A common assumption regarding sight loss is that every visually impaired person can read braille. And this seems like a pretty reasonable assumption, too. Writing, in the modern day, is a fundamental form of communication, but without a sufficiently strong sense of sight an individual is cut-off from this communication channel. Reading braille, therefore, seems like a natural way for the visually impaired to re-engage with this important medium of communication. However, this assumption is in fact false. As it turns out, only a very low percentage of visually impaired people can read braille. In the UK, it’s around 1%. In America, it’s quite a bit higher at 10%, but that’s still pretty low. So, why can so few visually impaired people read braille?
There are two major reasons why more visually impaired people can’t read braille.
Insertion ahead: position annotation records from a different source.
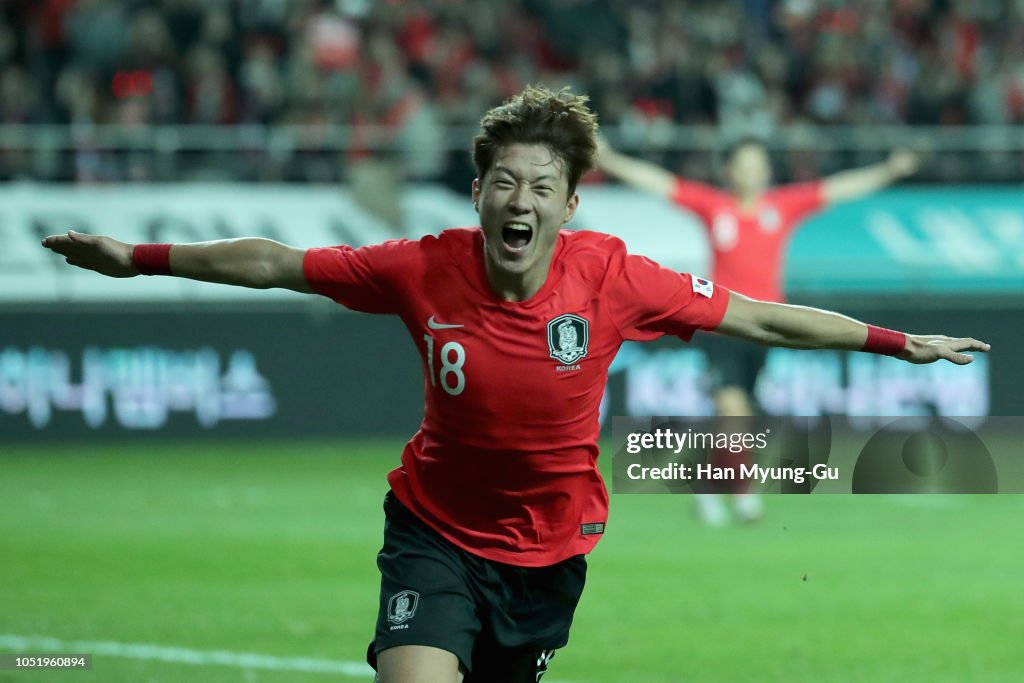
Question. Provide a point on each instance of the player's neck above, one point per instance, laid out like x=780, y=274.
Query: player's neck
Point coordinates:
x=516, y=286
x=748, y=200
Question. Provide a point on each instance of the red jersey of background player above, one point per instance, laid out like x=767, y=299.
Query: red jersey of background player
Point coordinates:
x=504, y=464
x=749, y=245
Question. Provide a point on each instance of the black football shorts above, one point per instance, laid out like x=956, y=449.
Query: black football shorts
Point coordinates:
x=503, y=622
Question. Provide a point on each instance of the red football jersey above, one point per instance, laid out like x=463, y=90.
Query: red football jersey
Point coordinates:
x=749, y=246
x=505, y=462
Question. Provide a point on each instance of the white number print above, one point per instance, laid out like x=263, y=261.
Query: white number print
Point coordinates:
x=448, y=366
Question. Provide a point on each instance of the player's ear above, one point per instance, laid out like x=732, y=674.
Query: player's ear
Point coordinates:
x=570, y=208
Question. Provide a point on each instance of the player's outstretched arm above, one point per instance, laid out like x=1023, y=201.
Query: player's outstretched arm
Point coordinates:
x=801, y=327
x=247, y=262
x=857, y=182
x=636, y=172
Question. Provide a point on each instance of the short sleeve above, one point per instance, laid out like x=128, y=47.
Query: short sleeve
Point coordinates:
x=648, y=301
x=797, y=201
x=697, y=197
x=368, y=279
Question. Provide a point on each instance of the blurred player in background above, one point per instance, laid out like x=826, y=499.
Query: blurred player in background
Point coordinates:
x=749, y=226
x=498, y=498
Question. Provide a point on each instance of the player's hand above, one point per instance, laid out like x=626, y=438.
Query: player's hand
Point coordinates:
x=902, y=163
x=104, y=255
x=929, y=348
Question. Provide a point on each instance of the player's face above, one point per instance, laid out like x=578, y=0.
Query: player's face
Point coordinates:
x=523, y=202
x=749, y=170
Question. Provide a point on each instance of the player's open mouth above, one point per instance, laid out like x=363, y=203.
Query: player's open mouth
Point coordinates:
x=516, y=236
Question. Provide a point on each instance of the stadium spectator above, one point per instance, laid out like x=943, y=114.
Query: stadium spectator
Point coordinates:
x=498, y=497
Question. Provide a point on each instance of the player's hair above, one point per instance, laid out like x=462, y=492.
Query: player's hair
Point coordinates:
x=561, y=121
x=745, y=141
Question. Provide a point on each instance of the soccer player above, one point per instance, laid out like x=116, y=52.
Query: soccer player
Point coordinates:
x=498, y=498
x=749, y=226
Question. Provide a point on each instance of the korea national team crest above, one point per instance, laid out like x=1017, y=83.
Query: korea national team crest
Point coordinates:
x=568, y=336
x=401, y=606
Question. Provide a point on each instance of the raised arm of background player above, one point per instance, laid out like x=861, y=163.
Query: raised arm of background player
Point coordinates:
x=840, y=186
x=251, y=262
x=264, y=263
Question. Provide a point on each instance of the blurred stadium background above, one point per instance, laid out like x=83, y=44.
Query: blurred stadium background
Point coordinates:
x=190, y=475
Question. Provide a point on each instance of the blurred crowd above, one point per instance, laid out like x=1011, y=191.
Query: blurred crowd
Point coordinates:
x=414, y=68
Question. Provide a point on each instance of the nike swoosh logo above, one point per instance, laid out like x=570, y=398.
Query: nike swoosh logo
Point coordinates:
x=434, y=325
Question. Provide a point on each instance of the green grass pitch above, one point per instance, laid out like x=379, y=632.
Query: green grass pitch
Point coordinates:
x=269, y=548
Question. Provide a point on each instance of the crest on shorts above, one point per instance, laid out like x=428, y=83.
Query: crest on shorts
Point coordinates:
x=401, y=606
x=568, y=336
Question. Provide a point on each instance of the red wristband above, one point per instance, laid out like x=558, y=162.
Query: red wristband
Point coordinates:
x=152, y=259
x=883, y=341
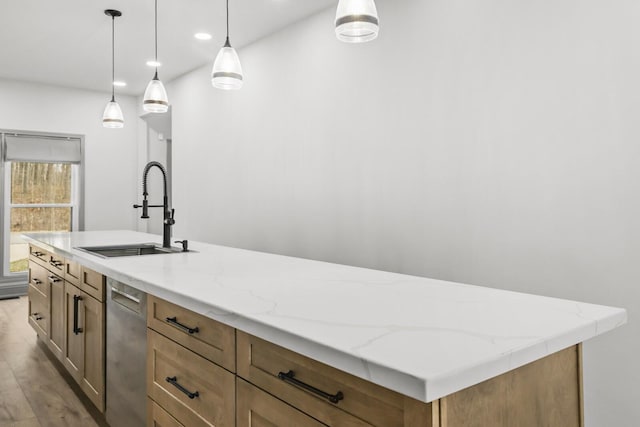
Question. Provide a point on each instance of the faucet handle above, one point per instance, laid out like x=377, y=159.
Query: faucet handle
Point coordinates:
x=185, y=244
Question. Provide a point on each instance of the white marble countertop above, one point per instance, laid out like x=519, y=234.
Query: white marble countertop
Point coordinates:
x=421, y=337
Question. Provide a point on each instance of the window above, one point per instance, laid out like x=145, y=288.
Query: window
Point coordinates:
x=41, y=178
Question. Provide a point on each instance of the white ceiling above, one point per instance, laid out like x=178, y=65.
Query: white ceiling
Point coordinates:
x=68, y=42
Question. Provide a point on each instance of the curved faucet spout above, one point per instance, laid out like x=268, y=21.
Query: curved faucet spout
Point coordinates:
x=146, y=172
x=168, y=220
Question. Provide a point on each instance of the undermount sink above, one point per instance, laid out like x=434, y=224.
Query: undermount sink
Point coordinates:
x=128, y=250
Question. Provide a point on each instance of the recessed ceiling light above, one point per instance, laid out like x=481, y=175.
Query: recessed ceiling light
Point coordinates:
x=202, y=36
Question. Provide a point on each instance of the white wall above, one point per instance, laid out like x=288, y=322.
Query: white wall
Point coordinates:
x=110, y=154
x=494, y=143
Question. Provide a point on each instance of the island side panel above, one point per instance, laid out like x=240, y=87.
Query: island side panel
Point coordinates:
x=547, y=392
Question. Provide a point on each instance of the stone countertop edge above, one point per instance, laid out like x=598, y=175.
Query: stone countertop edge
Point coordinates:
x=425, y=389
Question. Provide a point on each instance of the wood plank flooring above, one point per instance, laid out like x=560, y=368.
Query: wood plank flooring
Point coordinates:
x=33, y=390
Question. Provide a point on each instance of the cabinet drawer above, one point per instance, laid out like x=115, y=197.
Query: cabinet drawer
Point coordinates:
x=191, y=388
x=38, y=311
x=259, y=409
x=39, y=278
x=92, y=283
x=158, y=417
x=261, y=363
x=39, y=255
x=72, y=272
x=210, y=339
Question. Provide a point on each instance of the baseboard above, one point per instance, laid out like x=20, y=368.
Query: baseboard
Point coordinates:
x=12, y=290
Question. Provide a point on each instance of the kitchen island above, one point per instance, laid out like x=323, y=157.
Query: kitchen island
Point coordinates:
x=449, y=348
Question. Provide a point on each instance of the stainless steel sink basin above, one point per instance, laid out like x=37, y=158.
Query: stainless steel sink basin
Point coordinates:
x=128, y=250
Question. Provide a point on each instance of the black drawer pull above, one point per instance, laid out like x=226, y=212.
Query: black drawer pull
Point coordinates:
x=55, y=263
x=289, y=377
x=174, y=321
x=76, y=300
x=174, y=382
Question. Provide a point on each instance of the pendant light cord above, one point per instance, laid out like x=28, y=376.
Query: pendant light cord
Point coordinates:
x=227, y=21
x=156, y=39
x=113, y=58
x=156, y=34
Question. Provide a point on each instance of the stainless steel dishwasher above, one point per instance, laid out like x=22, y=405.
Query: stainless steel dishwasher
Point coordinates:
x=126, y=355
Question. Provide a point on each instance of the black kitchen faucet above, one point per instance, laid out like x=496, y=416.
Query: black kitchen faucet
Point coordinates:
x=168, y=213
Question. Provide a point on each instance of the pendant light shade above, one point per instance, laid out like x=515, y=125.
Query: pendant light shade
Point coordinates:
x=112, y=116
x=356, y=21
x=155, y=97
x=227, y=71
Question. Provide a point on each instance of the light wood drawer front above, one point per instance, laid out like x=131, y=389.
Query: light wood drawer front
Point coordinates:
x=39, y=278
x=210, y=339
x=173, y=372
x=93, y=283
x=39, y=255
x=158, y=417
x=259, y=409
x=261, y=362
x=38, y=311
x=72, y=272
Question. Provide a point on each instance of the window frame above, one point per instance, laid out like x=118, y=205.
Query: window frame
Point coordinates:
x=15, y=283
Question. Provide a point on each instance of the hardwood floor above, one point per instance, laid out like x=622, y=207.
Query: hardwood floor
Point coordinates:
x=33, y=390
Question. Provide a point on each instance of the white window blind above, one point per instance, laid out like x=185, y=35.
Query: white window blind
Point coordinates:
x=33, y=148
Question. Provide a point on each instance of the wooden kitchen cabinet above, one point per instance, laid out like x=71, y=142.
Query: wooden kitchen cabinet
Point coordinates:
x=66, y=308
x=84, y=342
x=57, y=323
x=190, y=363
x=259, y=409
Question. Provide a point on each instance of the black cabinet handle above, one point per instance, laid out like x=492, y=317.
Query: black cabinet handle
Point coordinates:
x=76, y=300
x=289, y=377
x=174, y=381
x=174, y=321
x=55, y=262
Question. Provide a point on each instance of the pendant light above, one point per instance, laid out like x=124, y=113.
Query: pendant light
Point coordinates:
x=155, y=97
x=356, y=21
x=227, y=71
x=112, y=116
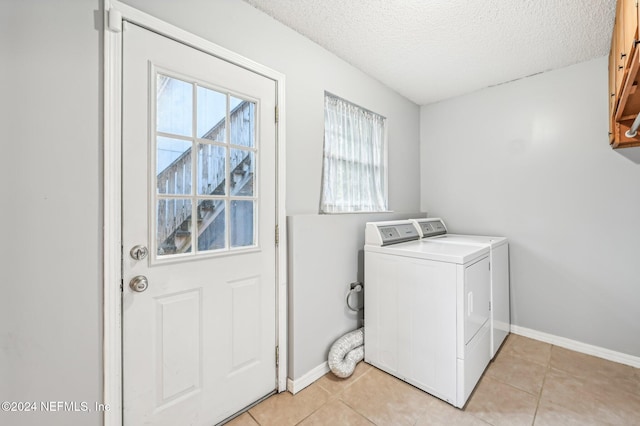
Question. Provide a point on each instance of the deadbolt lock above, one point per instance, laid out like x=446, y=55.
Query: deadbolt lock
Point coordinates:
x=139, y=283
x=139, y=252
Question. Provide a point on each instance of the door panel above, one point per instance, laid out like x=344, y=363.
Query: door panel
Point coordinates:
x=199, y=190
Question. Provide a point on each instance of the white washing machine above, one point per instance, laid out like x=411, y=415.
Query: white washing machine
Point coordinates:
x=426, y=310
x=434, y=229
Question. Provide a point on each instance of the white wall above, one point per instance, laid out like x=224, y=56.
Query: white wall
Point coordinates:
x=50, y=179
x=309, y=70
x=530, y=160
x=50, y=324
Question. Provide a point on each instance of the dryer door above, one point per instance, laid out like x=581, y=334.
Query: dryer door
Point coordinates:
x=477, y=297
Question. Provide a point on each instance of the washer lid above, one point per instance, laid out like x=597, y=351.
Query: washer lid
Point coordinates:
x=479, y=240
x=432, y=250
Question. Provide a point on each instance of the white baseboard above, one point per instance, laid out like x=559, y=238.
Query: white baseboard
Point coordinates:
x=574, y=345
x=295, y=386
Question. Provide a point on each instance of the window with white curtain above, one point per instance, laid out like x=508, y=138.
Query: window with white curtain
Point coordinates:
x=354, y=170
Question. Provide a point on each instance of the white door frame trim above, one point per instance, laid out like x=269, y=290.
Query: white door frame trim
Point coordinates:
x=114, y=13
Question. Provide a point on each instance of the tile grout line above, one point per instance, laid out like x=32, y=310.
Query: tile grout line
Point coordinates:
x=544, y=381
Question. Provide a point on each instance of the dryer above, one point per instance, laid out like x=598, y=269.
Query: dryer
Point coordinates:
x=434, y=229
x=426, y=310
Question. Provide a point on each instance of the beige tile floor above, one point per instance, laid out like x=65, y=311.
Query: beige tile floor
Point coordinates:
x=528, y=383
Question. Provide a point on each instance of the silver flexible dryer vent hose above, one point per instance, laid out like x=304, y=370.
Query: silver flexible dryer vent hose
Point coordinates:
x=346, y=352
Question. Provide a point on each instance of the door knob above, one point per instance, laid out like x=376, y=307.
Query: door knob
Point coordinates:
x=139, y=283
x=139, y=252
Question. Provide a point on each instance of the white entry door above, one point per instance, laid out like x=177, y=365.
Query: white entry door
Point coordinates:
x=199, y=254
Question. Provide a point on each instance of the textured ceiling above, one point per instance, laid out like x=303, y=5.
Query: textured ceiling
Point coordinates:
x=428, y=50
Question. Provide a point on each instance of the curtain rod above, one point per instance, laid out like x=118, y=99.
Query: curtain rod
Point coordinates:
x=351, y=103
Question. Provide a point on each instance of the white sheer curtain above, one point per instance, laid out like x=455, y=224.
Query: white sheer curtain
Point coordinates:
x=354, y=165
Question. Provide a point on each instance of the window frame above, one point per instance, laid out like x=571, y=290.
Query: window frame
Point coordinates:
x=354, y=208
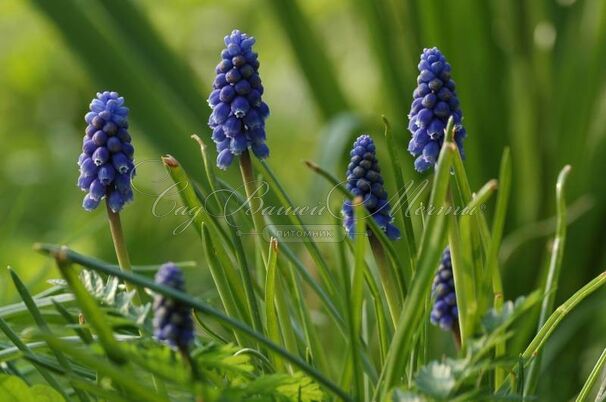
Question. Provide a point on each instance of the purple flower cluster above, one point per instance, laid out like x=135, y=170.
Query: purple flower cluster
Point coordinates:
x=364, y=180
x=434, y=102
x=106, y=162
x=444, y=313
x=173, y=321
x=239, y=113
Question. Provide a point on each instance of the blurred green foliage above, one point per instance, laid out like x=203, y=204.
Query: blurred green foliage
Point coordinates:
x=530, y=74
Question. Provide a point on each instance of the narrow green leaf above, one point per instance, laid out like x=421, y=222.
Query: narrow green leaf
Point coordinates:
x=271, y=319
x=41, y=323
x=431, y=247
x=217, y=272
x=553, y=274
x=14, y=338
x=66, y=255
x=592, y=378
x=311, y=56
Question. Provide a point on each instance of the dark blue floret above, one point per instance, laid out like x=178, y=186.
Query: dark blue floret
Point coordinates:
x=106, y=162
x=444, y=313
x=434, y=102
x=364, y=180
x=173, y=321
x=239, y=113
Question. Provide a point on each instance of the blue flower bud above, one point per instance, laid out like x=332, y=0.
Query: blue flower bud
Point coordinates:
x=364, y=179
x=434, y=102
x=444, y=312
x=238, y=110
x=173, y=321
x=106, y=163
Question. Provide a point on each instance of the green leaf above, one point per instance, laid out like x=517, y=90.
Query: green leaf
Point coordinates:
x=400, y=395
x=436, y=380
x=13, y=389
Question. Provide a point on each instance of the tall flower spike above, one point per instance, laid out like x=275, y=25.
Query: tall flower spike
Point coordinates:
x=239, y=113
x=364, y=180
x=444, y=313
x=172, y=320
x=434, y=101
x=106, y=162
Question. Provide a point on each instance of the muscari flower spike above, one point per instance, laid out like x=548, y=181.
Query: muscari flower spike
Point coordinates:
x=444, y=313
x=239, y=113
x=434, y=102
x=173, y=321
x=106, y=162
x=364, y=180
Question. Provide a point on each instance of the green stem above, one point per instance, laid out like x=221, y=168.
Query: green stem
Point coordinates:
x=115, y=226
x=253, y=201
x=389, y=279
x=593, y=377
x=65, y=255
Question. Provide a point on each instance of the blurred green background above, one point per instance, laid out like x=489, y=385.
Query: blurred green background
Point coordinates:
x=531, y=75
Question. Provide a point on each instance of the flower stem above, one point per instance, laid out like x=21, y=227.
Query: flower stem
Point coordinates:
x=388, y=279
x=115, y=226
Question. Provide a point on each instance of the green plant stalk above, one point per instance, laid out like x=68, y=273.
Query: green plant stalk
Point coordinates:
x=66, y=255
x=465, y=275
x=388, y=279
x=378, y=232
x=464, y=279
x=533, y=349
x=553, y=275
x=115, y=227
x=189, y=197
x=14, y=338
x=402, y=194
x=248, y=180
x=592, y=379
x=356, y=295
x=432, y=243
x=493, y=250
x=41, y=323
x=218, y=275
x=93, y=314
x=318, y=355
x=302, y=269
x=311, y=246
x=271, y=319
x=105, y=369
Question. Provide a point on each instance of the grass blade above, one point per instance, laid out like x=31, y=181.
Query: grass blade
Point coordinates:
x=553, y=275
x=66, y=255
x=432, y=244
x=593, y=377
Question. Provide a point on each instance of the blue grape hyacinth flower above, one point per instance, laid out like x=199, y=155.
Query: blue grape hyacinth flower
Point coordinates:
x=444, y=313
x=239, y=113
x=434, y=102
x=106, y=162
x=173, y=321
x=364, y=180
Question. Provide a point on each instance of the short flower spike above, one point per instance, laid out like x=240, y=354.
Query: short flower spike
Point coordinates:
x=364, y=180
x=444, y=313
x=173, y=321
x=106, y=162
x=239, y=113
x=434, y=102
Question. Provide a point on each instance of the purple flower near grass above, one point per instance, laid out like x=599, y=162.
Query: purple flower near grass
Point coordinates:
x=444, y=313
x=364, y=180
x=106, y=162
x=173, y=321
x=239, y=113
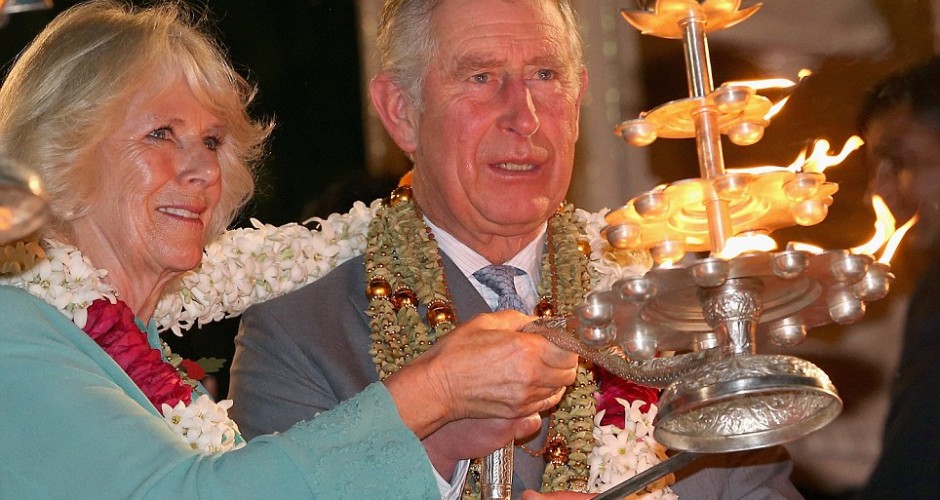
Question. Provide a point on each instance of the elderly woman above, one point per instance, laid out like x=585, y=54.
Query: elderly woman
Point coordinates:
x=139, y=129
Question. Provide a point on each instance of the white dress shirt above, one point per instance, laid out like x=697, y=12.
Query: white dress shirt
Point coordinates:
x=469, y=262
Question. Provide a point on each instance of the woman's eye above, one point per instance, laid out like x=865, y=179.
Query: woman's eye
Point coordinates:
x=212, y=142
x=162, y=133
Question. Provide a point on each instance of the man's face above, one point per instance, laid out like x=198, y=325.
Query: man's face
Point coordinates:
x=904, y=155
x=494, y=146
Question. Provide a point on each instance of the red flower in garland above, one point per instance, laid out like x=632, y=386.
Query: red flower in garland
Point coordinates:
x=613, y=387
x=114, y=328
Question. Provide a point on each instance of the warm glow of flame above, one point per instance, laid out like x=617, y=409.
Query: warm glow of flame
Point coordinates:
x=820, y=159
x=770, y=83
x=749, y=242
x=895, y=240
x=884, y=228
x=805, y=247
x=776, y=108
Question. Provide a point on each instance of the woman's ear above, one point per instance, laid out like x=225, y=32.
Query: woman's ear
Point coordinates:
x=396, y=111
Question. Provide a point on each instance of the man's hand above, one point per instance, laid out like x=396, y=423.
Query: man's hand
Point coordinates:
x=485, y=368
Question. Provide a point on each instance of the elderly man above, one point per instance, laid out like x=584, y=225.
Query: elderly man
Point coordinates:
x=484, y=97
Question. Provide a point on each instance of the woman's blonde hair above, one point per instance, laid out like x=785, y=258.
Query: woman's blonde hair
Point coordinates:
x=66, y=89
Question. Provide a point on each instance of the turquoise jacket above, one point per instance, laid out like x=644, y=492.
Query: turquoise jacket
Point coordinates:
x=73, y=425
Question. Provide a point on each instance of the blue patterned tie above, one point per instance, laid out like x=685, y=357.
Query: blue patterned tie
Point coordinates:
x=500, y=280
x=496, y=476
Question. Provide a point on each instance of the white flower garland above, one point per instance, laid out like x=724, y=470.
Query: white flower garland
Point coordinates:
x=251, y=265
x=623, y=453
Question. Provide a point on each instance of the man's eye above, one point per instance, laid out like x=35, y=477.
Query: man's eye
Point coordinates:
x=545, y=74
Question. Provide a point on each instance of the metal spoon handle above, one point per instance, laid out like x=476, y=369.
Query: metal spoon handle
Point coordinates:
x=639, y=481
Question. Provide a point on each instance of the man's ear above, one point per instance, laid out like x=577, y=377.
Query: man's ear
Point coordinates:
x=396, y=111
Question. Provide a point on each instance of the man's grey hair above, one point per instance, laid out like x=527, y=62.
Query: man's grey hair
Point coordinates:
x=406, y=43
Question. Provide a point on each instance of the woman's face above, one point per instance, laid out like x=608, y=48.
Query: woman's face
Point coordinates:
x=159, y=183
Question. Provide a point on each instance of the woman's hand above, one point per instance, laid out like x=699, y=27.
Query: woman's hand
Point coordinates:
x=475, y=437
x=483, y=369
x=557, y=495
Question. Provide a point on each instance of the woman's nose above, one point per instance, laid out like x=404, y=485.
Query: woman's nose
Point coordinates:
x=201, y=166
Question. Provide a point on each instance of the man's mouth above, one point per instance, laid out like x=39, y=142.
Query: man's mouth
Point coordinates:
x=515, y=167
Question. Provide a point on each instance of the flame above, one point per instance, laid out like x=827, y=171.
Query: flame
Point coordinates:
x=769, y=83
x=895, y=240
x=885, y=231
x=746, y=242
x=776, y=108
x=884, y=227
x=820, y=159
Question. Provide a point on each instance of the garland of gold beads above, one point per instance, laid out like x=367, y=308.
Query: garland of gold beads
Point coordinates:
x=403, y=269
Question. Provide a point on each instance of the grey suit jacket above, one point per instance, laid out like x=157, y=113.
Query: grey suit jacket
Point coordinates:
x=303, y=353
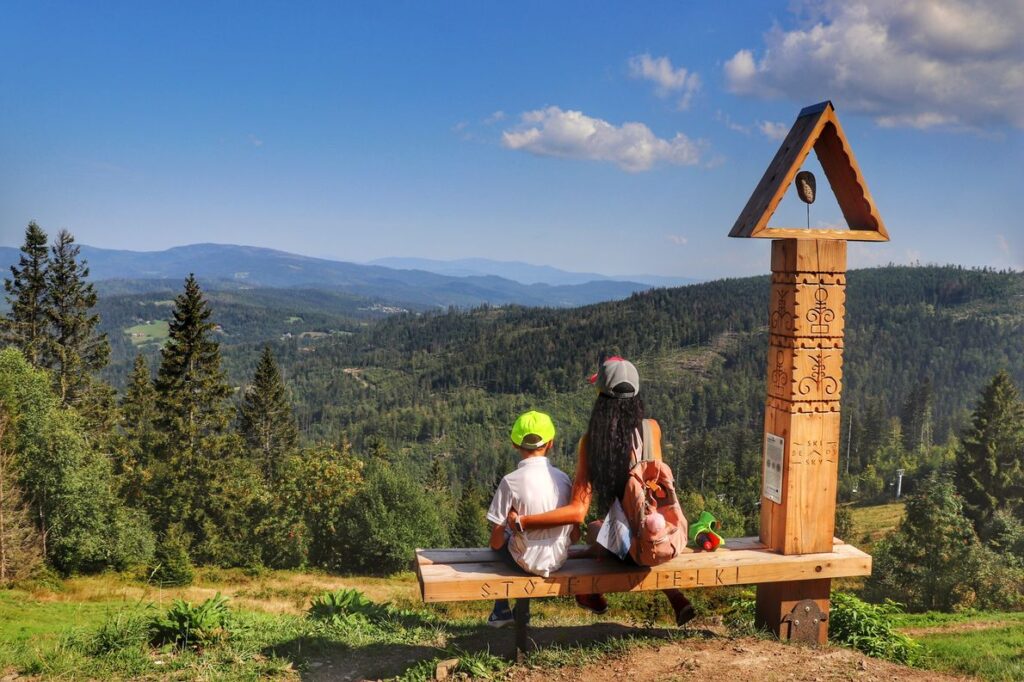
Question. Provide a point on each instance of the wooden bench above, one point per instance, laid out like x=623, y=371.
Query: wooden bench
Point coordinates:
x=467, y=574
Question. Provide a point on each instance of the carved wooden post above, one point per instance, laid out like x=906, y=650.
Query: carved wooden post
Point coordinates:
x=805, y=364
x=802, y=418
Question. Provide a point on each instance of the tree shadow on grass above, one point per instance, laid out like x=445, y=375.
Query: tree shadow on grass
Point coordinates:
x=321, y=658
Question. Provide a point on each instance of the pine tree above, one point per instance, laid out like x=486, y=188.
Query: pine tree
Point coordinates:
x=990, y=459
x=265, y=417
x=27, y=322
x=190, y=474
x=915, y=418
x=138, y=415
x=75, y=349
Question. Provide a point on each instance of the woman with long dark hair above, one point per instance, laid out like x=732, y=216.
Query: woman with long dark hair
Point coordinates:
x=603, y=463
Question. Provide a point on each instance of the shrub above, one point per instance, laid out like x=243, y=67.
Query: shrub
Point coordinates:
x=185, y=626
x=868, y=628
x=120, y=631
x=172, y=567
x=342, y=606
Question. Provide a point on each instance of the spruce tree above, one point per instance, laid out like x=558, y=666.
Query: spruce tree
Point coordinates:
x=265, y=418
x=75, y=349
x=138, y=415
x=932, y=559
x=27, y=322
x=470, y=527
x=194, y=467
x=990, y=459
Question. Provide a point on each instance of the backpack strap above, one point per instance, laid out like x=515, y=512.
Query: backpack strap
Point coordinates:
x=648, y=441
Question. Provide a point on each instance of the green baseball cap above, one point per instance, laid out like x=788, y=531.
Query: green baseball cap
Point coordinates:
x=532, y=423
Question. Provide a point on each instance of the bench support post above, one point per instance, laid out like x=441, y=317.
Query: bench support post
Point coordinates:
x=520, y=613
x=802, y=420
x=775, y=603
Firstly, only 10% of visually impaired children in America are being taught to read braille, and similarly in the UK many visually impaired children are also not being taught braille, despite it being as accessible a means of reading as text is for sighted children. Secondly, even if this percentage were higher, it remains the case that most visually impaired people are not so from childhood, but rather lose their site as they grow older. Additionally, as people grow older they deteriorate generally, too - it is not uncommon for the elderly to have reduced mobility in their fingers, a development which can itself hinder one’s ability to read braille. All this means that braille remains a medium of communication inaccessible to the majority of the visually impaired.
This is why Band-it doesn’t use braille. Instead, Band-it relies on other, simpler, forms of communication to convey the information about what’s in that tin, bottle, spraycan, or whatever else. Instead of having small, complex, braille characters that the majority of the visually impaired can’t read anyway, Band-it uses relatively large shapes (1cm across) which are not only easy to identify in themselves, but are also easy to distinguish from one another (a benefit we learned of from one of our product testers). As a simple labelling system, these shapes make the product invaluable to older people who are more likely to experience some level of sight loss and reduced dexterity. The shape and colour combination make it easier to identify products that are similar to each other quickly without having to reach for the magnifier! This is the aim with Band-it; a simple, accessible, and easy to use product, regardless of age or dexterity.